Egli sembra limitarsi a constatare che gli attori principali della storia spingono verso trasformazioni che di fatto si realizzano attraverso processi conflittuali e non necessariamente promuovono benessere. E se viene realizzato qualcosa di decisivo per la storia dell’umanità, questo risulta da una considerazione razionale successiva, che spesso viene compresa dai posteri, molto tempo dopo, e questo solo sul piano complessivo dei processi storico-mondiali, e non sul piano dell’orizzonte limitato di visione e comprensione dei soggetti implicati in queste trasformazioni e dei fini contingenti da loro perseguiti.
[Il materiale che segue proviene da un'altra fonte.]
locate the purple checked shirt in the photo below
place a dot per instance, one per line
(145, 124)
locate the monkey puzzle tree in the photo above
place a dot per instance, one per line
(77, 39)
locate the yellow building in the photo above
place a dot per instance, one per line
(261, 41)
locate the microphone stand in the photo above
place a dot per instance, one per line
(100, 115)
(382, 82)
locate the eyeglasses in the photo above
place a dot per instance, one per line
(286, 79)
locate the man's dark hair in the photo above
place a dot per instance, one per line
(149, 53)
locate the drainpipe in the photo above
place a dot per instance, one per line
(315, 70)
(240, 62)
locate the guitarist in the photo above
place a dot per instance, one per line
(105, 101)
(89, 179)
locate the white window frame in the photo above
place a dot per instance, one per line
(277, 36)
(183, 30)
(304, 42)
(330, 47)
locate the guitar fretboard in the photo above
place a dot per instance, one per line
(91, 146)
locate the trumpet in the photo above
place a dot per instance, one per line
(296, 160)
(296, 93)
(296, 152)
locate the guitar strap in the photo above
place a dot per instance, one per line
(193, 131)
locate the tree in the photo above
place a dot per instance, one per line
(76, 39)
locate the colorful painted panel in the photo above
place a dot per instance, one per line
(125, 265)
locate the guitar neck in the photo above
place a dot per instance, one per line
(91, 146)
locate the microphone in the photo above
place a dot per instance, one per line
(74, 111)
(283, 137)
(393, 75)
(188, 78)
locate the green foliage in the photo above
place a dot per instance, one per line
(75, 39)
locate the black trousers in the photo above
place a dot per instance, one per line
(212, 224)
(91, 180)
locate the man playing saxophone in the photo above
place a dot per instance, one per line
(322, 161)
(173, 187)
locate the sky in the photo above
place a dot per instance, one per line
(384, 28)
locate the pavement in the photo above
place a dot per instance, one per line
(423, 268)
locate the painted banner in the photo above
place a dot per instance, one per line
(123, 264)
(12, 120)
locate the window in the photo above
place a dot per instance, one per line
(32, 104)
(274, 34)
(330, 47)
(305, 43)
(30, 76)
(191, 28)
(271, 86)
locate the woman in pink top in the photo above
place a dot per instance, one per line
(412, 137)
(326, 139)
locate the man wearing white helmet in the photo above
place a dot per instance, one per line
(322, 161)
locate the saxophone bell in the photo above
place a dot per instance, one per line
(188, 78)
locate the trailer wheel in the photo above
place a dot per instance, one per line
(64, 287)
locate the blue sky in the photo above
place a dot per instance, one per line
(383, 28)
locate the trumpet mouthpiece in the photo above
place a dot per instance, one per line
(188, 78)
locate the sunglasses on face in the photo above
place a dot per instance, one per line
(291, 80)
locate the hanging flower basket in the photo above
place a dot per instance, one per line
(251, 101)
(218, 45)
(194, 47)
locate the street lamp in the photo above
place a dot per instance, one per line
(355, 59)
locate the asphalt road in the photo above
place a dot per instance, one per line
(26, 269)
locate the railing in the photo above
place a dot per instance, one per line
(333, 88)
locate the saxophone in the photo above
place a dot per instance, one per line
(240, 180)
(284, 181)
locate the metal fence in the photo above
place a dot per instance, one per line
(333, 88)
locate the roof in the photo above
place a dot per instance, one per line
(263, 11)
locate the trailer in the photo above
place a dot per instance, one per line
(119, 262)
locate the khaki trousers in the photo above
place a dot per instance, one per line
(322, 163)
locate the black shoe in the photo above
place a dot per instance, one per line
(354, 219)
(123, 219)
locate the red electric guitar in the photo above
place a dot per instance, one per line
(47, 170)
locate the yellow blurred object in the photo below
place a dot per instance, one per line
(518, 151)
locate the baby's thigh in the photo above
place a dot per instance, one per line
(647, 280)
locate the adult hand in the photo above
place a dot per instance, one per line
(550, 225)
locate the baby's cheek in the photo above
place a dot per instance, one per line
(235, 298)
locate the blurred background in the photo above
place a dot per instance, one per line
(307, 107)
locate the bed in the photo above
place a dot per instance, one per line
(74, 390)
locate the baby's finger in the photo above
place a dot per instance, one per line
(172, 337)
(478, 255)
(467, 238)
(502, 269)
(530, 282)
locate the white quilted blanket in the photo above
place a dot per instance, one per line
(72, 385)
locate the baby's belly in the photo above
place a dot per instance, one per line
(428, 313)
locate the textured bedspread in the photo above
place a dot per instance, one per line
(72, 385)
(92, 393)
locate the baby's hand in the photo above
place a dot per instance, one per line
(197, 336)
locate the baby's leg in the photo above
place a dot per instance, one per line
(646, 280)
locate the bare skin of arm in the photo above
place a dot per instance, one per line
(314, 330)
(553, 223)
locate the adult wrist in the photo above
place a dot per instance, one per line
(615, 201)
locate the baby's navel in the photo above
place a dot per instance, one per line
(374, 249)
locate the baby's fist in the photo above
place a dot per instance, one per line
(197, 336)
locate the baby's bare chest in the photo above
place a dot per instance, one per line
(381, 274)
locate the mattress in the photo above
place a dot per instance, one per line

26 G.W.F. Hegel, Vorlesungen. Ausgewählte Nachschriften und Manuskripte, Bd. 12, Vorlesungen über die Philosophie der Weltgeschichte, hrsg. von K.H. Ilting, K. Brehmer e H.N. Seelmann, Meiner, Hamburg 1996, 64 (Filosofia della storia universale. Secondo il corso tenuto nel semestre invernale 1822-23. Sulla base degli appunti di K.G.J. von Griesheim, H.G. Hotho e F.C.H.V. von Kehler, a cura di K.H. Ilting, K. Brehmer e H.N. Seelmann, introd. di S. Della Valle, Einaudi, Torino 2001, 61).